Neste estudo, para seleção dos especialistas, buscou-se a inclusão de profissionais que mostrassem domínio tanto na área clínica neonatal como na área de Diagnósticos de Enfermagem. Considerou-se a disponibilidade dos avaliadores em participar do estudo e a capacidade clínica para inferências nas intervenções relacionadas ao diagnóstico. Foi encaminhado convite a 35 enfermeiros, 10 aceitaram participar da pesquisa, entretanto, somente nove finalizaram o processo de refinamento das atividades propostas.
Estudo realizado por Melo et al. (2011), sobre critérios de seleção de experts revelou não haver rigor neste aspecto, em algumas pesquisas, o que não invalidava as mesmas. Dos artigos avaliados, 44% dos estudos adaptaram o modelo de Fehring; 28% estabeleceram critérios próprios; 11% optaram pela versão original do modelo de Fehring; 11% não especificaram os critérios; e 6% utilizaram outros referenciais meto- dológicos.
Chaves, Carvalho e Rossi (2008), em pesquisa de validação, identificaram que na maioria dos estudos predominavam critérios de Fehring (58,3%), embora os critérios mencionados pelo autor para seleção de experts não tenham sido adotados na íntegra. Nestes estudos, 42,8% trabalharam com um número de peritos inferior a 25 (número mínimo de peritos recomendado por Fehring); 35,7% escolheram os peritos durante a participação de eventos de enfermagem; não especificando a pontuação mínima utilizada como parâmetro para sua seleção, como recomenda Fehring (cinco pontos); e 21,4% não esclareceram o número de peritos utilizados para o estudo.
Acredita-se que a adaptação dos critérios pelos enfermeiros tenha sido no intuito de ampliar o número de expertises, pois no Brasil ainda há número restrito de profissionais com experiência comprovada e publicações relacionadas a diagnósticos de enfermagem em Neonatologia. Além disso, a classificação de Fehring foi desenvolvida para aplicação à realidade norte-americana, cuja formação difere da brasileira.
De acordo com o modelo de proposto por Fehring (1987), o pesquisador deve obter opiniões de enfermeiros experts ou peritos no assunto em estudo para que atuem como juízes em relação ao grau em que determinadas características definidoras representam determinado diagnóstico. Os critérios que definem um avaliador incluem sete itens com respectivas pontuações, totalizando 14 pontos, sendo necessário mínimo de cinco pontos para ser considerado um especialista. Neste estudo, utilizou-se o modelo de Fehring adaptado: Mestre em Enfermagem (4 pontos); Mestre em Enfermagem com dissertação relacionada ao DE (1 ponto); Doutor em Enfermagem com tese na área de interesse de DE (2 pontos); ter prática clínica de no mínimo, um ano na área de DE ou Neonatologia (1 ponto); especialização em área clínica relevante ao diagnóstico de interesse (2 pontos); pesquisas publicadas sobre DE ou conteúdo relevante (2 pontos) e artigo publicado sobre DE ou conteúdo relevante em periódico de referência (2 pontos).

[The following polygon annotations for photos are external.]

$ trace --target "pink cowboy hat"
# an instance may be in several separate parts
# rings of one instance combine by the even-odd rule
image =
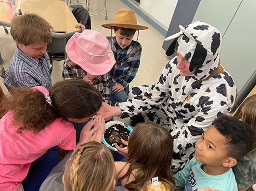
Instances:
[[[107,73],[116,63],[109,40],[94,30],[75,33],[67,43],[66,52],[73,62],[94,75]]]

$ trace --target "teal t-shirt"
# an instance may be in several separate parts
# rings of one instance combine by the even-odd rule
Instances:
[[[221,191],[237,191],[235,175],[231,168],[220,175],[213,176],[203,171],[204,164],[193,158],[184,169],[175,175],[176,188],[185,188],[185,191],[196,191],[209,187]]]

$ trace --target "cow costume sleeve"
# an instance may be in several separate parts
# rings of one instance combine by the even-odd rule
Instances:
[[[172,168],[175,171],[192,157],[196,140],[218,115],[231,110],[236,96],[236,85],[227,71],[215,73],[222,68],[219,31],[202,22],[180,28],[167,54],[179,52],[195,73],[181,75],[175,57],[155,85],[132,88],[130,99],[119,104],[122,117],[142,114],[146,121],[169,129],[174,141]]]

Nesta etapa, foi aplicado o Apêndice E, composto por três colunas, uma com as intervenções da NIC e suas respectivas atividades, e outra contendo as atividades indicadas pelos enfermeiros, na primeira etapa do estudo, e outra em branco para anotações dos enfermeiros experts, segundo julgamento. Este instrumento foi adaptado do estudo de Ciryllo (2009) e Napoleão (2005).
Os experts foram orientados a procederem à leitura do título de cada intervenção, da descrição e das atividades que a integram, bem como leitura do instrumento mapeado, fazendo as anotações que considerassem pertinentes, de acordo com o julgamento.
4.6 Organização, análise e apresentação dos resultados
Após julgamento consolidado, a pesquisadora recolheu o parecer dos experts para continuidade ao estudo. Os dados foram processados, discutidos e analisados minuciosamente de acordo com a literatura pertinente, no intuito de evitar erros, informações confusas ou que pudessem vir a prejudicar o resultado da pesquisa. Estes foram apresentados sob forma de gráficos e tabelas através do programa microsoft excel, utilizando-se a estatística descritiva, com distribuição de frequência absoluta e relativa das categorias escolhidas por enfermeiros para cada atividade analisada e quando possível média e desvio padrão (DP).
Almeida, Pergher e Canto (2010), realizaram estudo de validação do mapeamento de cuidados prescritos para pacientes ortopédicos, objetivando contribuir para construção do conhecimento sobre o processo de enfermagem, utilizando a Classificação das Intervenções de Enfermagem em uma abordagem voltada à prática profissional, ao ensino e à pesquisa com a expectativa de fornecer subsídios para sua utilização, agregando avanços à enfermagem brasileira. Neste estudo, os autores mapearam 52 cuidados de enfermagem em pacientes ortopédicos, em que apenas um não atingiu o mínimo de 70% de concordância entre os juízes. Nenhum dos cuidados mapeados atingiu consenso de 100% de concordância entre os juízes, evidenciando as várias possibilidades de comparação e a importância destes estudos. Para os autores, na medida em que a enfermagem busca uma linguagem comum para descrever e comunicar suas práticas, os estudos de validação nessa área auxiliam a acurácia dos mapeamentos realizados.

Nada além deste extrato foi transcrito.